A different approach
What I am suggesting is a different approach to being a consumer/producer, follower/leader, passive/active or whatever you prefer to call it. I think that we have the capability of both roles within ourselves and that we should see WoW as a great opportunity to try it out. In real life I’ve lead people, in WoW I don’t, and I’m quite happy to be one of the foot soldiers. It gives me plenty of opportunities to study the leadership of others from the side and to see and learn from what they’re doing.
I understand quite well though that leading other people, being the organizer and the initiator, is stressful in a way that many players who’ve never tried it probably don’t realize. The little I’ve done of this, as when I more or less accidentally ended up leading a pug in Karazhan, gave me a completely new view of what raid leading is like. And because of this I think that we should be much more open to take turns in both roles.
Just because you’re leading the 25 man raids you don’t necessarily have to take upon yourself to lead the 5 man instances. Let someone else be the initiator, let someone else “make the content happen”, as Stabs puts it. Just relax and let go for once!
And just because you’re not a raid leader or officer in your guild, it doesn’t disqualify you from initiating an instance run. Of course you’ll feel a bit insecure and uncomfortable in the role to begin with, but if you’re honest about it I bet people will understand and give you any support you need, at least if you’re playing with guldies. (Puggers may be more unforgiving).
Look at flock of birds on the move. See how they take turns in being the one leading. They share the loads. Sometimes they’re in the front. Sometimes they’re not. And there’s no big deal about it.
Am I a producer? Am I a consumer? Yes and yes. It’s all depending on my mood of the day, what shape I’m in. Sometimes I’m a producer, not hesitating to swim against the current if that is what is needed. I’m full of energy and I’ll happily try to form a group for an instance, an achievement or whatever my current goal is.
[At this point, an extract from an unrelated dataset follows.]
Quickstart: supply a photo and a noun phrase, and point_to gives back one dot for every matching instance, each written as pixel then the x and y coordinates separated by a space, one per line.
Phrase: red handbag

Other days I want to relax after a long and intense day at work and I can’t assemble enough motivation to initiate anything. I’ll come along if something comes up, or else I’ll just consume and enjoy whatever solo content the game has to offer.
Azeroth may be digital in one sense, but humans aren’t. We’re not one way or the other. We’re all full of shades and possibilities – if we're only openminded and humble enough to be willing to explore it.